Dr Sue Pemberton – Therapy Director and Specialist Occupational Therapist, Yorkshire Fatigue Clinic
Dr Nigel Speight – Consultant Paediatrician
- Hickie I et al. Post-infective and chronic fatigue syndromes precipitated by viral and non-viral pathogens: prospective cohort study. British Medical Journal, 2006, 333 (7568): 575
- VanNess M et al. Subclassifying chronic fatigue syndrome through exercise testing. Medicine and Science in Sports and Exercise, 2003, 35 (6): 908-013.
- Keller BA et al. Inability of myalgic encephalomyelitis/chronic fatigue syndrome patients to reproduce VO2 peak indicates functional impairment. Journal of Translational Medicine, 2014, 12, 104: doi: 10.1186/1479-5876-12-104.

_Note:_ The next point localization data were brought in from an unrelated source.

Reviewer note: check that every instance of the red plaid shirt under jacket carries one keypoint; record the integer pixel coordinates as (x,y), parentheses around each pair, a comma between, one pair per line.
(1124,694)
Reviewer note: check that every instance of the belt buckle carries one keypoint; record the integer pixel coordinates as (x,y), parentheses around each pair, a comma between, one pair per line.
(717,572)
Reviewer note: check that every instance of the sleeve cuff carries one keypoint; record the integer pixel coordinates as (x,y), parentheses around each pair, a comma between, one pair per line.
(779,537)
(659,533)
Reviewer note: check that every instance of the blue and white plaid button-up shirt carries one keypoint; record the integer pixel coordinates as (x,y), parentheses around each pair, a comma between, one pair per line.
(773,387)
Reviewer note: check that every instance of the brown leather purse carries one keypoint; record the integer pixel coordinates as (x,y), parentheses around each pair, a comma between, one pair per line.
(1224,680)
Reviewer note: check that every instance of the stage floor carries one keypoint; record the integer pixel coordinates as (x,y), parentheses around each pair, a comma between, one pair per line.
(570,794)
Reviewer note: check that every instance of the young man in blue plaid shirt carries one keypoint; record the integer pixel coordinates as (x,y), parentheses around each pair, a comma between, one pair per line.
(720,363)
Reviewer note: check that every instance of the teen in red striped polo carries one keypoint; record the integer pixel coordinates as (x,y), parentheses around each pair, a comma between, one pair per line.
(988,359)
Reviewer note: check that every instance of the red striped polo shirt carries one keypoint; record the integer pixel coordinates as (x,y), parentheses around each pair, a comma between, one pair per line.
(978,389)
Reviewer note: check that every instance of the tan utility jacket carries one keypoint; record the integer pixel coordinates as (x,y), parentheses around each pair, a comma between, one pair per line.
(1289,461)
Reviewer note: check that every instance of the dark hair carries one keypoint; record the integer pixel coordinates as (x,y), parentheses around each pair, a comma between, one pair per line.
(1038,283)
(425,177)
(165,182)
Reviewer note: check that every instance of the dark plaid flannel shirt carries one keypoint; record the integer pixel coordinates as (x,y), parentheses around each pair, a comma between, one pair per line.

Second – Letter from Professor Stephen Powis, National Medical Director, NHS England and NHS Improvement, 13th August 2020
NHS Guidance on the Management of Post COVID Fatigue
Thank you for your recent emails on post Covid-19 fatigue and for your interest and advice on the Your Covid-19 Recovery website. The website acknowledges the range of symptoms and wide fluctuation in symptom severity that people post COVID report, and provides general advice for those who believe they have had Covid-19 and still have symptoms. I would like to reassure you that the content on Your Covid-19 Recovery was developed with a wide range of health care professionals and academics, including representation from colleagues with experience in managing post viral fatigue such as the Royal College of Occupational Therapists. It was also developed with input from people who have experienced Covid-19 including those with ongoing symptoms.
You refer to the NICE guideline ME/CFS (CG53) which was published in 2007. This guideline was consulted but is clear that the advice on fatigue provides for people with myalgia encephalomyelitis and chronic fatigue syndrome should not be translated to the post viral fatigue after Covid-19.
‘…it should not be assumed that the recommendations apply to people with fatigue following COVID19. The recommendations on graded exercise therapy in CG53 only apply to people with a diagnosis of ME/CFS as part of specialist care, and CG53 is clear that this should be part of an individualised, person-centred programme of care, with GET only recommended for people with mild to moderate symptoms.’
NICE is currently considering its recommendations on graded exercise therapy and their advice about may subsequently change. NICE plans to consult on their updated guidance in November 2020, and should the guidance recommend a different approach this would of course be reflected in the information provided on the Your Covid-19 Recovery Website.
The Your Covid-19 recovery website reflects the current guidance (most recently updated on 3rd August) from NHS England and NHS Improvement on the after-care needs of inpatients recovering from COVID-19:
Of people who have been critically ill, 10% could develop chronic fatigue. Although some people who have had COVID-19 may experience post-viral fatigue, there does not appear to be an association with post-viral fatigue and diagnosis of chronic fatigue syndrome (CFS) or myalgia (sic) encephalomyelitis (ME). For those who do experience chronic fatigue, there is conflicting evidence regarding benefits or harm of pacing. Graded exercise therapy (GET) should be offered to those with mild or moderate CFS and only provided to those who choose these approaches.
Could I lastly reassure you that the ‘What is fatigue?’ section on the Your Covid-19 Recovery website suggests seven ways to approach fatigue, that includes relaxation, sleep, eating well, prioritising activity, delegating and keeping an activity diary, which are equally emphasised to provide a balanced approach.
We will continue to monitor closely and respond to the emerging evidence and consult with clinical and academic colleagues, and experts in the field of Covid-19 to ensure that the information on the Your Covid Recovery website represents the best current evidence-based advice.